One approach to assess rating scale unidimensionality is Rasch analysis [Wilson 2005; Tennant et al. 2004a; Hobart 2003; Andrich 1988; Rasch 1960]. Since unidimensionality is an explicit Rasch model assumption, adequate model fit has often been taken as support for scale unidimensionality. For example, Jenkinson et al. [2003b] Rasch analyzed the 40-item Amyotrophic Lateral Sclerosis Assessment Questionnaire to determine the legitimacy of summarizing the scale into a single score.

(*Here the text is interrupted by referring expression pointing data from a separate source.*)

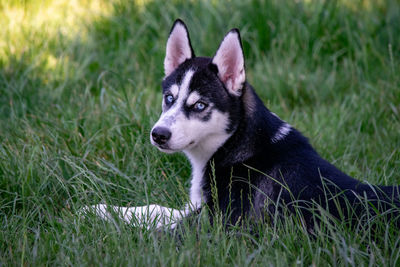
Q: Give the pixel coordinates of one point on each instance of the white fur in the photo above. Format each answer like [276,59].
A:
[197,139]
[230,62]
[282,132]
[143,216]
[178,48]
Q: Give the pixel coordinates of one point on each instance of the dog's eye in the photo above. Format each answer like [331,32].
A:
[199,106]
[169,99]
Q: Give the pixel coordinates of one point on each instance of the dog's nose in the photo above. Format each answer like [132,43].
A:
[160,135]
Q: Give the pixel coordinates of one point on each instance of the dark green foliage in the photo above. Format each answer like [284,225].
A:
[78,99]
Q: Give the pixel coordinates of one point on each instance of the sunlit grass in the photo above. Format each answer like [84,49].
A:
[80,90]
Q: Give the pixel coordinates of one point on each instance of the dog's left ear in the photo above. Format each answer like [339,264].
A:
[230,62]
[178,48]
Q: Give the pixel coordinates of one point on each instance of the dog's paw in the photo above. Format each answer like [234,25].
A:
[99,210]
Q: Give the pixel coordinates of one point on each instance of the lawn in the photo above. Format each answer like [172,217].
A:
[80,88]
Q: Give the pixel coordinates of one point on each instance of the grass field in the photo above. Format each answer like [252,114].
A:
[80,90]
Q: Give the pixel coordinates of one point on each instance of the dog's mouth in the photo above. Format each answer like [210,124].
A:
[167,149]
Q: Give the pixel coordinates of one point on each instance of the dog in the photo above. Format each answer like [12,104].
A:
[250,158]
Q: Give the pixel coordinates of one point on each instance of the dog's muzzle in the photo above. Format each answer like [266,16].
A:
[160,135]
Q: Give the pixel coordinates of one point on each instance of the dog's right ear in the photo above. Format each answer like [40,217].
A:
[178,48]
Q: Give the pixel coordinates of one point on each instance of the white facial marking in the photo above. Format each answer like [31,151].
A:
[281,133]
[196,138]
[193,98]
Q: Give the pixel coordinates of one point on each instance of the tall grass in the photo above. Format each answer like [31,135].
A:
[80,90]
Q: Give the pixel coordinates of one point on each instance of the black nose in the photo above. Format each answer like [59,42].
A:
[160,135]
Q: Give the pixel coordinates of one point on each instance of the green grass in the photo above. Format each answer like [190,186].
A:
[80,90]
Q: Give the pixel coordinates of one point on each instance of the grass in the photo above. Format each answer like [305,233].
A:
[80,90]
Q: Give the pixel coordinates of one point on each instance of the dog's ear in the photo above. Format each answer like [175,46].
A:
[230,62]
[178,47]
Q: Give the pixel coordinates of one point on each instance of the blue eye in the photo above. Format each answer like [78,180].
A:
[169,99]
[199,106]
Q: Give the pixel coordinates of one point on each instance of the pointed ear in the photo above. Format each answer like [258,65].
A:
[178,47]
[230,62]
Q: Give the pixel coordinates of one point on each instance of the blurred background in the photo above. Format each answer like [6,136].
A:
[80,89]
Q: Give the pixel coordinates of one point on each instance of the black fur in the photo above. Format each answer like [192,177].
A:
[252,174]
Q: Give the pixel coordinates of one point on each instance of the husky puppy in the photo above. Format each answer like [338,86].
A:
[251,158]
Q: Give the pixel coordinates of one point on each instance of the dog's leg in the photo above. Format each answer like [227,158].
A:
[142,216]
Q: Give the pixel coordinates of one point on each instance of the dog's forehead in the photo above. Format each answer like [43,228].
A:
[200,68]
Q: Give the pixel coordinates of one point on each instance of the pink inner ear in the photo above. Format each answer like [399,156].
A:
[230,62]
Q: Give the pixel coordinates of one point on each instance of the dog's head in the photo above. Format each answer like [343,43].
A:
[201,96]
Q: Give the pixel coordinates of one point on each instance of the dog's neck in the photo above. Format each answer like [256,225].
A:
[198,157]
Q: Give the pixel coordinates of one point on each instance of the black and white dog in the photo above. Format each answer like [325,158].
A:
[252,158]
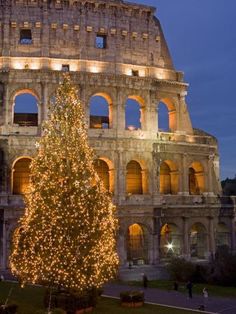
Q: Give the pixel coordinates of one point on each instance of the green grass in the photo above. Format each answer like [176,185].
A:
[30,300]
[197,288]
[113,306]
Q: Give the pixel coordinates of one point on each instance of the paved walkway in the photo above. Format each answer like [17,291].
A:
[177,299]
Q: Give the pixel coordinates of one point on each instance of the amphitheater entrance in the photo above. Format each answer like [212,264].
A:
[198,241]
[137,245]
[170,241]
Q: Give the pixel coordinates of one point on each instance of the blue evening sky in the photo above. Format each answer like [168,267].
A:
[201,35]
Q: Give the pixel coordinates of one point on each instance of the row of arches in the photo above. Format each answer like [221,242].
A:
[26,111]
[171,241]
[136,177]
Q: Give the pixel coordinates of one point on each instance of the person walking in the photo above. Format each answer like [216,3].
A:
[205,295]
[189,287]
[176,286]
[145,281]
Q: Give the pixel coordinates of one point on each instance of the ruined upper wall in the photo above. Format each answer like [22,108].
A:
[68,29]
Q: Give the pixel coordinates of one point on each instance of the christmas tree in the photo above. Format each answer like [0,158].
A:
[66,237]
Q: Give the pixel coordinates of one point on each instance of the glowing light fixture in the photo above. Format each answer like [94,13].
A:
[170,246]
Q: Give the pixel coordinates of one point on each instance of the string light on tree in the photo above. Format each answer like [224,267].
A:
[67,234]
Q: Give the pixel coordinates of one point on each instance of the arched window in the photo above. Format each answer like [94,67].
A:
[163,118]
[169,178]
[166,113]
[100,112]
[222,235]
[102,170]
[170,241]
[134,178]
[25,110]
[165,179]
[134,113]
[198,241]
[21,176]
[137,248]
[196,179]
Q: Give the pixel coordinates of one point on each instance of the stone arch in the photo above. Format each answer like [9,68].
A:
[136,177]
[170,240]
[27,114]
[196,178]
[137,244]
[100,111]
[134,112]
[169,177]
[21,175]
[171,115]
[198,241]
[222,235]
[105,170]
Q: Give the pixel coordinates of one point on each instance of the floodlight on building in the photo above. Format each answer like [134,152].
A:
[170,246]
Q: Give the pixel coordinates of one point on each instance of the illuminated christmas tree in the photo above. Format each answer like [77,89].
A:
[66,237]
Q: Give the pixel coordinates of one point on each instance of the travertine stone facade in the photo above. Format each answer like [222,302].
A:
[116,50]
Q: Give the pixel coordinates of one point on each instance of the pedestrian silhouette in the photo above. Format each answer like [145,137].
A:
[189,287]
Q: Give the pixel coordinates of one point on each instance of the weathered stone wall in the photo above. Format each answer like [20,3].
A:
[65,33]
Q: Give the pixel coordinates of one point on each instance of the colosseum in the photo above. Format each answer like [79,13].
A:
[164,181]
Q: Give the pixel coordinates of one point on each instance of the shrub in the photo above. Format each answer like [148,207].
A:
[223,268]
[132,296]
[58,311]
[70,302]
[8,309]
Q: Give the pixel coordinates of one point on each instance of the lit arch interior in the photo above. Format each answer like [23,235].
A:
[196,179]
[100,108]
[21,176]
[136,244]
[222,235]
[134,178]
[198,241]
[167,118]
[25,108]
[105,171]
[169,178]
[134,113]
[170,240]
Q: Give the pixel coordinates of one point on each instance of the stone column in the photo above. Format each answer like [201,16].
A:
[155,255]
[186,240]
[113,116]
[120,103]
[183,181]
[151,118]
[233,239]
[211,235]
[4,245]
[8,107]
[120,189]
[44,103]
[210,174]
[121,248]
[6,30]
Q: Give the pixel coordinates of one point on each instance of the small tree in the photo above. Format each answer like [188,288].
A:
[67,235]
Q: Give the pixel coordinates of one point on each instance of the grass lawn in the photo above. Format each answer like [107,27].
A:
[197,288]
[30,300]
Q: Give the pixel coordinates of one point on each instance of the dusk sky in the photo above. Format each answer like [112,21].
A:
[201,35]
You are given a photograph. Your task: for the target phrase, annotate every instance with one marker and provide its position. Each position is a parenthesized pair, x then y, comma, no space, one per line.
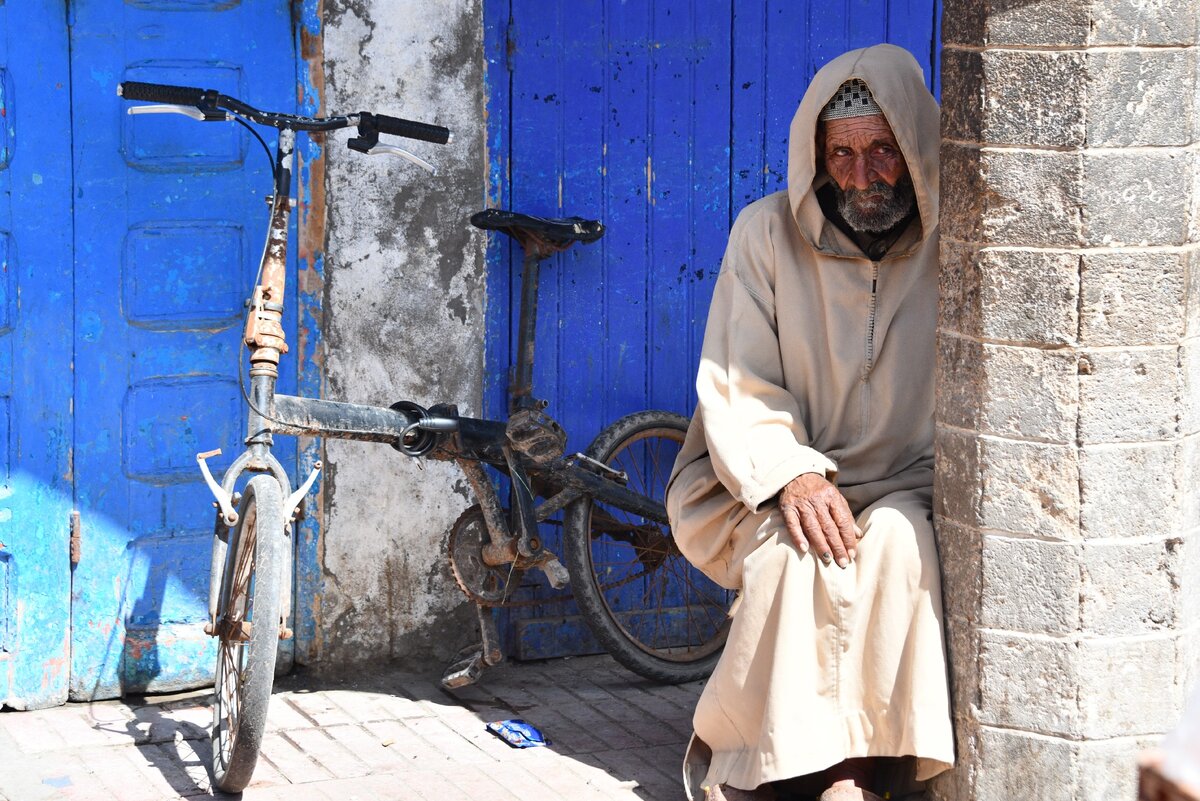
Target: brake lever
(186,110)
(393,150)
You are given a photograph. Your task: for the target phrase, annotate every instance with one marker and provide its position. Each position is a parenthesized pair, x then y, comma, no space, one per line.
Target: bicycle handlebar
(209,101)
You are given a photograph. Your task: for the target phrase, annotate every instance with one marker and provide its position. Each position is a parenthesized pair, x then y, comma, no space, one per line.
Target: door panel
(663,119)
(169,218)
(35,355)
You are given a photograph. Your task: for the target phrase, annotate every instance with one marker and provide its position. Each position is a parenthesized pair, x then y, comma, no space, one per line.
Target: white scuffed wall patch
(403,320)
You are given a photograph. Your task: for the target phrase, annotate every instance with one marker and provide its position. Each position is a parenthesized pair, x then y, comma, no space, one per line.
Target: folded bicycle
(645,603)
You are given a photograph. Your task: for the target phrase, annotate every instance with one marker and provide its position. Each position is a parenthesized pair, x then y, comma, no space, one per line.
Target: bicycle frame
(438,432)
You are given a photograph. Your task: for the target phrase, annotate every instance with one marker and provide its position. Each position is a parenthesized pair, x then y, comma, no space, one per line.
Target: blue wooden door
(661,119)
(35,354)
(169,217)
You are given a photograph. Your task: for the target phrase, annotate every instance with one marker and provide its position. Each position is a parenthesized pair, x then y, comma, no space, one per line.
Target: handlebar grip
(412,130)
(160,92)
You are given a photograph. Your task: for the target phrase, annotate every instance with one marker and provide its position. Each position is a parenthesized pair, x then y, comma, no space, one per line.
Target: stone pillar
(1067,497)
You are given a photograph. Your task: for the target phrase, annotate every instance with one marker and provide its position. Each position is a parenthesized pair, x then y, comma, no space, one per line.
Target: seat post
(521,387)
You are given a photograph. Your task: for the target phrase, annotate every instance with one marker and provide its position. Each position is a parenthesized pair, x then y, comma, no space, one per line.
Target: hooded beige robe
(819,360)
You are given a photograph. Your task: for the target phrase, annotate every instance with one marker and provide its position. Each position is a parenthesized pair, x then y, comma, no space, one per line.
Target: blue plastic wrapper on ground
(517,734)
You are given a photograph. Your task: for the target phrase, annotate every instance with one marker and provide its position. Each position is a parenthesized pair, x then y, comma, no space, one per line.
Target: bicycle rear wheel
(655,613)
(249,632)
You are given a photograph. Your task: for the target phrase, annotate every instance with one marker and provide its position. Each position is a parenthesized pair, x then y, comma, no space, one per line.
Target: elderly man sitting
(807,474)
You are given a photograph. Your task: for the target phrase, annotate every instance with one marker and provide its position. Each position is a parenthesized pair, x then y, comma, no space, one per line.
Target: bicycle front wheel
(247,632)
(651,609)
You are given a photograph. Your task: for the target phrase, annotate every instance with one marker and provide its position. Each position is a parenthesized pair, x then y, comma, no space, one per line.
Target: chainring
(490,585)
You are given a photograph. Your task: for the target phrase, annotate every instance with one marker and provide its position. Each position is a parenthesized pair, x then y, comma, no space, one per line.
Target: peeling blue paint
(162,267)
(35,357)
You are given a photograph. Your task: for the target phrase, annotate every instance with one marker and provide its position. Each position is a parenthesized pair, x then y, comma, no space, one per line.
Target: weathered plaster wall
(403,319)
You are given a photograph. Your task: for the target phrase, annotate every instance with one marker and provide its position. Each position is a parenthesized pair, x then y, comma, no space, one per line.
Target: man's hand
(817,515)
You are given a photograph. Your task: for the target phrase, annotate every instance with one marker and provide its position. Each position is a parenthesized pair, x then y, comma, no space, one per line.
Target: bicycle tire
(250,594)
(647,606)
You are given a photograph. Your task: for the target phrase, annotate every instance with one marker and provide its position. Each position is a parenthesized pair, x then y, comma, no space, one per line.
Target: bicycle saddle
(559,233)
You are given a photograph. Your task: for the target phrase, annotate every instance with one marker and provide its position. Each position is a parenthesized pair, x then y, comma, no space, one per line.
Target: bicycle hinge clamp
(225,500)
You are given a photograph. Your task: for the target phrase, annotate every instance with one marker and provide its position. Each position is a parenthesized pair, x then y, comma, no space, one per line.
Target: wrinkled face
(862,150)
(864,161)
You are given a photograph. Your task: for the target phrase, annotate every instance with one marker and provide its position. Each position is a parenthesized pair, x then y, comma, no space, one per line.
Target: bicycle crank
(493,585)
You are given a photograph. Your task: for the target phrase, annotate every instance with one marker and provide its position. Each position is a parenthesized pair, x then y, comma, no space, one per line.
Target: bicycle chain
(468,568)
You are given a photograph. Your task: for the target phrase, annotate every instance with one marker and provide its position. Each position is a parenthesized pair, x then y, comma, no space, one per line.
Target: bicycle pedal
(600,468)
(556,572)
(465,672)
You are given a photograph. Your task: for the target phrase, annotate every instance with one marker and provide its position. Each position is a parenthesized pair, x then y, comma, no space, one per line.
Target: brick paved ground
(387,735)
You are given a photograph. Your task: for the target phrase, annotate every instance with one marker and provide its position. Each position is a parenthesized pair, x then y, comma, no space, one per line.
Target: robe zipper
(865,393)
(870,321)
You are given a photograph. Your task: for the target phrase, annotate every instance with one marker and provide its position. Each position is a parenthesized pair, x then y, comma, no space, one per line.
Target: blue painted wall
(663,119)
(168,222)
(36,307)
(126,248)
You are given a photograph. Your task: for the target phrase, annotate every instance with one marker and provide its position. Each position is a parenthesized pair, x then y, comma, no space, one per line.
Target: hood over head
(898,85)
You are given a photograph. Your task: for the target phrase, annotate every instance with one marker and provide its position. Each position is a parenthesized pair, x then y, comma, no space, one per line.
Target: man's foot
(726,793)
(847,793)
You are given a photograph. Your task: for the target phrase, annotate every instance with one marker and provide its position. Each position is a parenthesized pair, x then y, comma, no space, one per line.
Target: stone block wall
(1066,499)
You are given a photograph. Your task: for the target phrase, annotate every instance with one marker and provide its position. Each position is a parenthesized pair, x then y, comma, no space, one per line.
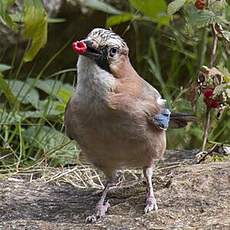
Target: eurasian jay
(117,118)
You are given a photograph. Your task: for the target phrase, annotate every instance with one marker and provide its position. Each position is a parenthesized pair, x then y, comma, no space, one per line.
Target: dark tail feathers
(179,120)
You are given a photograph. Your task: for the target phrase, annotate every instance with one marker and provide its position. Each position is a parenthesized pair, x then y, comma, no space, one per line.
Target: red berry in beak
(208,92)
(79,47)
(211,103)
(200,4)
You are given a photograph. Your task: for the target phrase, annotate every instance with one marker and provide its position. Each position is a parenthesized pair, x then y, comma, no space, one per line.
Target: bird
(117,118)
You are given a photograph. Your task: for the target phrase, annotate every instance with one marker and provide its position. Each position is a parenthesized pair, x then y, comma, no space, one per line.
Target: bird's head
(104,47)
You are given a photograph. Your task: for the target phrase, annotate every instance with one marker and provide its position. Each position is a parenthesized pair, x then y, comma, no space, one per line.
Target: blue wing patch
(162,119)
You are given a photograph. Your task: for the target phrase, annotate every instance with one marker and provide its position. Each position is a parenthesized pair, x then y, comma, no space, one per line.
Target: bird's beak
(85,47)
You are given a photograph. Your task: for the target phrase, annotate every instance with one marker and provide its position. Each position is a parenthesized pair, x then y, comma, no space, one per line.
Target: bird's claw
(150,204)
(101,210)
(91,219)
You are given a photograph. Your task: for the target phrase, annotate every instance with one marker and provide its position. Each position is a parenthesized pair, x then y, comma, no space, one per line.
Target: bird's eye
(113,51)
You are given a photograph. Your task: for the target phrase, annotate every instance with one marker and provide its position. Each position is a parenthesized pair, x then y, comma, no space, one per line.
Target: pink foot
(101,210)
(150,204)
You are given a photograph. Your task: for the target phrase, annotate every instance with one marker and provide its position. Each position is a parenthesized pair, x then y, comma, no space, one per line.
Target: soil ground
(189,196)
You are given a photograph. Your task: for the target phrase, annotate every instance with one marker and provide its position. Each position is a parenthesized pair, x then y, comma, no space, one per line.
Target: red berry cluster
(200,4)
(209,100)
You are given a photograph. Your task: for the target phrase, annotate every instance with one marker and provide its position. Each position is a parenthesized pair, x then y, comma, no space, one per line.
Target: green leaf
(4,87)
(152,9)
(24,92)
(35,27)
(4,67)
(201,18)
(9,118)
(5,17)
(117,19)
(102,6)
(174,6)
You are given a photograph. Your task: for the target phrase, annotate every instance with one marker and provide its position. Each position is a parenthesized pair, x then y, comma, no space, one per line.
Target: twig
(212,60)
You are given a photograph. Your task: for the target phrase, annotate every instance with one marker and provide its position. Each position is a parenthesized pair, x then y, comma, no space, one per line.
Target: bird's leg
(150,198)
(102,206)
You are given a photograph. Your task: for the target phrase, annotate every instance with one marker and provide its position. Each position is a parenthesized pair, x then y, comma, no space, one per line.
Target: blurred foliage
(171,43)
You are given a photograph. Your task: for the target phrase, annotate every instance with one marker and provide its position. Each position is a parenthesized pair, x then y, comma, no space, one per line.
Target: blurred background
(37,76)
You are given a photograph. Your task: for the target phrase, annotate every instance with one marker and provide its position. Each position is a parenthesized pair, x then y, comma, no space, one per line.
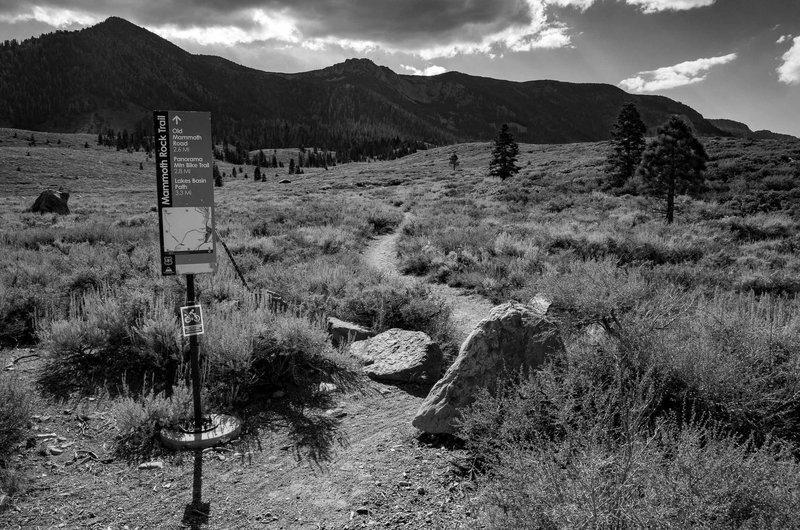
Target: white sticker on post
(192,320)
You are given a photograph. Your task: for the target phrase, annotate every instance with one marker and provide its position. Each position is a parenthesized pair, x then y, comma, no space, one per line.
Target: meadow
(676,404)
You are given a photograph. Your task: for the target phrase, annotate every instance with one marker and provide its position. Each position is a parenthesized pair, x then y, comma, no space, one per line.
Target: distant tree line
(122,140)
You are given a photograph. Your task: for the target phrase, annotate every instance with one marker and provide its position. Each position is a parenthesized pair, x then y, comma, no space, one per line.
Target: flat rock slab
(513,336)
(400,356)
(223,428)
(50,201)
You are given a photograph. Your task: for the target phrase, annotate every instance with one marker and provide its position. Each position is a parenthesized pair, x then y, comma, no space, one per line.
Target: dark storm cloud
(387,21)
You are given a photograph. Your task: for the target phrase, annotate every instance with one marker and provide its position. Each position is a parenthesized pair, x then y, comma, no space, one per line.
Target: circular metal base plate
(222,428)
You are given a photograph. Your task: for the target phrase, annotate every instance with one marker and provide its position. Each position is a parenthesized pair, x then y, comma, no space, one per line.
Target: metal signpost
(186,214)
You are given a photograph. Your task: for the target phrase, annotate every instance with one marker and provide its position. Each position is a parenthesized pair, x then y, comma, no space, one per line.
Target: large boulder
(400,356)
(342,332)
(513,336)
(50,201)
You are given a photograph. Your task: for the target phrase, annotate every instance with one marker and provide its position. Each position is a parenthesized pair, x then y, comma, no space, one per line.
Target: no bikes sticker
(192,320)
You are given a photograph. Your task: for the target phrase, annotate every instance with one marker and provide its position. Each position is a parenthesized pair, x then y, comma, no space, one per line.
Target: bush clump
(111,338)
(139,419)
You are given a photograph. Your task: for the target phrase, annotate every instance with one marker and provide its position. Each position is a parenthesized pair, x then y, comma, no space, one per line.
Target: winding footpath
(467,309)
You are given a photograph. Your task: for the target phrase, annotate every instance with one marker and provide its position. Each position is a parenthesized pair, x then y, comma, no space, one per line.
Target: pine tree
(454,161)
(673,163)
(504,155)
(627,142)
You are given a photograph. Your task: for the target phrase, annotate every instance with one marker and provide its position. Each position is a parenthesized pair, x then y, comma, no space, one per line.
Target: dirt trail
(468,309)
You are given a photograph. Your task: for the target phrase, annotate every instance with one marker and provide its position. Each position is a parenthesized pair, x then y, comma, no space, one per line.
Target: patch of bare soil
(467,309)
(348,460)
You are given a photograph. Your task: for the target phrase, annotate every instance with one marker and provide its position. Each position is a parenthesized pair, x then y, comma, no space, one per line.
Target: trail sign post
(185,192)
(185,189)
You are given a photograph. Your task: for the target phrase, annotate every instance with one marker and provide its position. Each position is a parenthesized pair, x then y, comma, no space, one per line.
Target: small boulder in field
(400,356)
(514,336)
(50,201)
(342,332)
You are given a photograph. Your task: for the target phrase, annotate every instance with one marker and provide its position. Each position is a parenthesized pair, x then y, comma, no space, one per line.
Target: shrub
(110,336)
(293,353)
(139,419)
(689,478)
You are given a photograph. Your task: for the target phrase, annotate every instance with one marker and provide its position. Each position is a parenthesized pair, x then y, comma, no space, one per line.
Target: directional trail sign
(185,186)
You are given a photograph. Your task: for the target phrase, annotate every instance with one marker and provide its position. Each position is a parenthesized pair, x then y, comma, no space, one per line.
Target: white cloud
(647,6)
(539,32)
(267,26)
(431,70)
(53,16)
(656,6)
(789,71)
(685,73)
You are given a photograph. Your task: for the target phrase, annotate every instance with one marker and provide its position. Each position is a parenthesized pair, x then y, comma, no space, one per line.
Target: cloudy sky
(737,59)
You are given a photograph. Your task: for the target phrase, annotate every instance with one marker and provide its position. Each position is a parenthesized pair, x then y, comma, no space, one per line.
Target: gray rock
(400,356)
(50,201)
(342,332)
(513,336)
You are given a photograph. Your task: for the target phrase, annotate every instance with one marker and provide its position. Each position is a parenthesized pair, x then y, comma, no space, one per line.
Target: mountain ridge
(113,74)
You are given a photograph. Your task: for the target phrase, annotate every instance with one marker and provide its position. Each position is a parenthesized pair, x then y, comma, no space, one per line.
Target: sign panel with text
(185,191)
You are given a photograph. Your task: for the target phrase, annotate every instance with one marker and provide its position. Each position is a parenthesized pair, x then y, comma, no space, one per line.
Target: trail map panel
(185,191)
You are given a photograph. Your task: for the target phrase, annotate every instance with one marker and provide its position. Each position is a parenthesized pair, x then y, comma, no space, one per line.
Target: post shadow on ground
(314,435)
(197,512)
(305,414)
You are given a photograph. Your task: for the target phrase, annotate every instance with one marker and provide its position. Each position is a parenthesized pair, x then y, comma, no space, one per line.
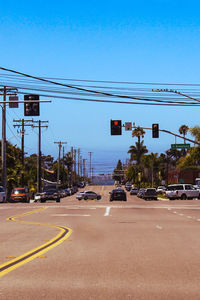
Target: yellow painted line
(102,189)
(64,233)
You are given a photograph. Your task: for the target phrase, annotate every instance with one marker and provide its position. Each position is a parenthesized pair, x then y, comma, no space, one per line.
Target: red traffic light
(116,127)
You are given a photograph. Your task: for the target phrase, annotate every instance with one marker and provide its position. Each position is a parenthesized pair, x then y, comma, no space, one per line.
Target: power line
(79,88)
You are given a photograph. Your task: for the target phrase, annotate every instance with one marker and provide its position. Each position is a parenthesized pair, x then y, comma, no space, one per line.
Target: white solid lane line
(107,211)
(70,215)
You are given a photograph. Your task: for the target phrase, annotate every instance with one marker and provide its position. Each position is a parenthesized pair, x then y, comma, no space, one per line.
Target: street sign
(128,126)
(181,146)
(13,104)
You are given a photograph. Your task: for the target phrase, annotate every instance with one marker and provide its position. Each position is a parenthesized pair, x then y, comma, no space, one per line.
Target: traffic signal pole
(5,91)
(172,133)
(3,143)
(22,123)
(39,167)
(59,151)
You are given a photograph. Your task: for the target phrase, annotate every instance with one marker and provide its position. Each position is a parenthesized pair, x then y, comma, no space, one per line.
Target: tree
(195,131)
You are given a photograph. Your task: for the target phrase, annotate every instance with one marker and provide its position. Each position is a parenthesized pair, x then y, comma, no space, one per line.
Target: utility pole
(63,165)
(39,168)
(78,162)
(59,151)
(4,91)
(84,174)
(90,153)
(74,165)
(22,124)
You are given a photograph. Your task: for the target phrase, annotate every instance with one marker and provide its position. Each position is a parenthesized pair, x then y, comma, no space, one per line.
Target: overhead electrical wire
(89,92)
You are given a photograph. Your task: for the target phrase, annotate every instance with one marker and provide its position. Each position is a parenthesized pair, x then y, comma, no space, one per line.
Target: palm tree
(195,131)
(137,151)
(183,130)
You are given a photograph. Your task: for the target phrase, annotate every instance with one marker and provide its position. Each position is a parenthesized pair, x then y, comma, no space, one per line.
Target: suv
(20,194)
(149,194)
(118,194)
(181,191)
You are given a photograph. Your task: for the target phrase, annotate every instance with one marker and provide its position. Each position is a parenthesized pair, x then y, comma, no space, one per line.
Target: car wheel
(183,197)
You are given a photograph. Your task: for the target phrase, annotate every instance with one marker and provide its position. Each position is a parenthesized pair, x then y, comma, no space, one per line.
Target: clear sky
(138,41)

Results indicated that the items fit the Rasch model, which was taken as support for unidimensionality and, therefore, also for the validity of constructing an overall summary index [Jenkinson et al. 2003b]. However, it has been shown that multidimensional data can fit the model; therefore, the unidimensionality assumption needs to be tested explicitly [Tennant and Pallant 2006; Smith 2002, 1996].

In Parkinson's disease (PD), the 39-item PD questionnaire (PDQ-39) is the most widely used patient reported rating scale endpoint in clinical trials. Recent observations challenge the validity and interpretability of a majority of its eight scales [Hagell and Nygren 2007] and its eight-item short form, the PDQ-8 [Franchignoni et al. 2008]. However, no studies using methods such as Rasch analysis have assessed the dimensionality of the PDQ-39 summary index (PDQ-39SI), an overall PDQ-39 score [Jenkinson et al. 1997]. Such analyses are relevant because unidimensionality is a relative matter relating to the level of perspective and conceptualization [Pallant and Tennant 2007; Andrich 1988]. For example, although the grouping of items into eight PDQ-39 scales may not have been successful in defining eight unidimensional variables, all 39 items together could still represent a single variable. We therefore assessed whether the PDQ-39 appears to represent a unidimensional construct.

Methods

Participants

Details have been reported elsewhere [Hagell and Nygren 2007]. Briefly, self-reported postal survey PDQ-39 data from 202 people (79% response rate) with neurologist diagnosed PD [Gibb and Lees 1988] were analyzed (Table 1). The study was approved by the local research ethics committee.

Table 1.

Sample characteristics (n ¼202).

Gender (men/women), n (%)	108 (53.5%)/94 (46.5%)
Mean age, years (SD; min–max)	69.8 (10.0; 34-90)
Mean disease duration, years (SD; min–max)	8.7 (6.6; 0.5-28)
Median ‘off’-phase Hoehn and Yahr stage (q1–q3; min–max)^a	III (II-IV; I-V)

Open in a separate window

^aFrom clinic visits within up to about 9 months of the postal survey. Higher values indicate more severe PD (range, I–V; I, mild unilateral disease; II, bilateral disease without postural impairment; III, bilateral disease with postural impairment, moderate disability; IV, severe disability, still able to walk and stand unassisted; V, confined to bed or wheelchair unless aided) [Hoehn and Yahr 1967]. SD, standard deviation; q1–q3, first and third quartiles.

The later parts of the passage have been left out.